In today’s (January 2024) generative AI landscape, which came on in a flash, there’s not much broader understanding about the architecture of the AI software we use. So I wanted to explain why The Great Text Predictor is just a cog in the AI machinery you use today and still is only completing sentences, and not reading your emails or searching the web. That’s the role of the software “controlling” the neural net.

In the early days hype of GPT3.5, I noticed a post from a friend who demoed a prototype he made where he told GPT he wanted a list of items in a certain file format, and then asked it to produce a file based on a web URL for a cake recipe. It was amazing, but only partly so. GPT has a cunning ability to follow that sort of instructions. But unfortunately, it does NOT have any “capabilities” of reading web pages from the internet. The end result my friend got, however impressive, was a result of the hallucination feature. GPT saw a URL that was something like www.recipes.com/chocolate-cake.html and based on those words just came up with a likely recipe of its own and put that in the file.
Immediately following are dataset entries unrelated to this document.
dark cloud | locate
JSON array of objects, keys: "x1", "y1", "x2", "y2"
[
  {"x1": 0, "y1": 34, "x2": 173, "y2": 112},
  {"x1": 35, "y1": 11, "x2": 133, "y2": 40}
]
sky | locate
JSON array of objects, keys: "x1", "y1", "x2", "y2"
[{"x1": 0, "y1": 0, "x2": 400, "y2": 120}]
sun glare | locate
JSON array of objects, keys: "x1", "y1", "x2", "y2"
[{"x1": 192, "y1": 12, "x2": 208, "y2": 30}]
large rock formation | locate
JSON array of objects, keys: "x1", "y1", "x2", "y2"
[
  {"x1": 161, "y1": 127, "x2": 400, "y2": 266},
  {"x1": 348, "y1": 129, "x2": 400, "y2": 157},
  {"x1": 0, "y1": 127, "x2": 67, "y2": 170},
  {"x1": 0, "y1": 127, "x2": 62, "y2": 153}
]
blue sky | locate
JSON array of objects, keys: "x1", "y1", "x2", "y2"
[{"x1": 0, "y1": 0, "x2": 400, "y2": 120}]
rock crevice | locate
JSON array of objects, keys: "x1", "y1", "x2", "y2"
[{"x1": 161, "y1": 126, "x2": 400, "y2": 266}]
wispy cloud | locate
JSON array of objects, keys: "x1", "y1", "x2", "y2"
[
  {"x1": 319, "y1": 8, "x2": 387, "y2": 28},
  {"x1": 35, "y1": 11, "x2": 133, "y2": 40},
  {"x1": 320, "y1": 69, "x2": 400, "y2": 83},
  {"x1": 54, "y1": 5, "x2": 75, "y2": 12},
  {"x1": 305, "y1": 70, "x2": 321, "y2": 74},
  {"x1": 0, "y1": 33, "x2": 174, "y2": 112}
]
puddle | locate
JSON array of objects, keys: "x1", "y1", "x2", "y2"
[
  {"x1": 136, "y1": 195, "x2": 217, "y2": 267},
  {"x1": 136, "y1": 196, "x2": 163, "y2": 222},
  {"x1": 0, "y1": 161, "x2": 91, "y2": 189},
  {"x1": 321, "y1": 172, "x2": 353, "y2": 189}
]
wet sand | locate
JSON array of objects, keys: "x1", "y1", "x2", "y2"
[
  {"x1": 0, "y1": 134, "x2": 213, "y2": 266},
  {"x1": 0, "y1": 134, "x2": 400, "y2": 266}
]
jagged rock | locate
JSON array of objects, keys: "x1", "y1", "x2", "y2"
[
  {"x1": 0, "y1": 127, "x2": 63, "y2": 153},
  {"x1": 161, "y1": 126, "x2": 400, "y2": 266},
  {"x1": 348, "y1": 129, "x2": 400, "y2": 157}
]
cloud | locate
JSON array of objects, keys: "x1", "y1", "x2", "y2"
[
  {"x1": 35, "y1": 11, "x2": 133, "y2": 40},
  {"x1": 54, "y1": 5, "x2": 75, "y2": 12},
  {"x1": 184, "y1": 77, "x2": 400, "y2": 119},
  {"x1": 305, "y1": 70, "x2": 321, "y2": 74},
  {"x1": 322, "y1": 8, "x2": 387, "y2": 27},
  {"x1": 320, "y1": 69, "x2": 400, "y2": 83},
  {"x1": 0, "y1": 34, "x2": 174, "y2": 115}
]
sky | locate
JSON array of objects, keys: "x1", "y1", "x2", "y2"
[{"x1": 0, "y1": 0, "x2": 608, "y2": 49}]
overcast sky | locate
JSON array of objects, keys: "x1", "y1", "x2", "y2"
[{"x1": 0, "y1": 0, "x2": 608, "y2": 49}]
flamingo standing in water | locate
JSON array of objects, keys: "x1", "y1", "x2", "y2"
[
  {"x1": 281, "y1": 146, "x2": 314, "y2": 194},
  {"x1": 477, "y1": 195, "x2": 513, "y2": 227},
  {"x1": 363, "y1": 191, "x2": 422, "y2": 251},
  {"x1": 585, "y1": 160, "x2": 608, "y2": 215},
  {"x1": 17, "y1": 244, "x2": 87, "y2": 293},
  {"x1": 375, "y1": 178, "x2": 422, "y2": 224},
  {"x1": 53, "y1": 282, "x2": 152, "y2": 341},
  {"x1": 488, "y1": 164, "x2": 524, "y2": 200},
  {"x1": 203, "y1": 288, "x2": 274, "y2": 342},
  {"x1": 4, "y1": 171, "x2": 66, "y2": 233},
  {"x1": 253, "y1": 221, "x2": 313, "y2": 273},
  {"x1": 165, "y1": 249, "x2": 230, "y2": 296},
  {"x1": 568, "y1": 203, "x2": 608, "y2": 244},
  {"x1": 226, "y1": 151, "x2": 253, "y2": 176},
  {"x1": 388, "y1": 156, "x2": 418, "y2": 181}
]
Upon investigation he confirmed the items and quantities he got did not match what was actually on the webpage.

OpenAI and Azure OpenAI provide APIs for software developers to write their own LLM-enabled software. One of the frequently asked questions from developers is: “why does it not remember the conversation like ChatGPT? I asked a follow-up question, but it does not remember anything…”

The result of both those scenarios is basically explained in my first article: the LLM is a statistical calculation. Words are converted into numbers, the numbers are calculated, and converted back into words that come out. Anything else, at all, is just plain old classical software that controls the whole scenario. “The AI” does not read websites. “The AI” does not have a conversation. Instead, software pulls all the text from the website, or software keeps a history of your questions and the AI’s answers. And when you ask your next question, the software will ADD the text from the website, or the previous history of your conversation TO your question. This provides the context upon which the LLM can then complete the text - aka give an answer. (Note: this also means the prompt sent to a GPT chatbot gets longer and longer with history, and as a result also more and more expensive. Eventually pieces of the history will have to be left out since there are limits to the size of a prompt.)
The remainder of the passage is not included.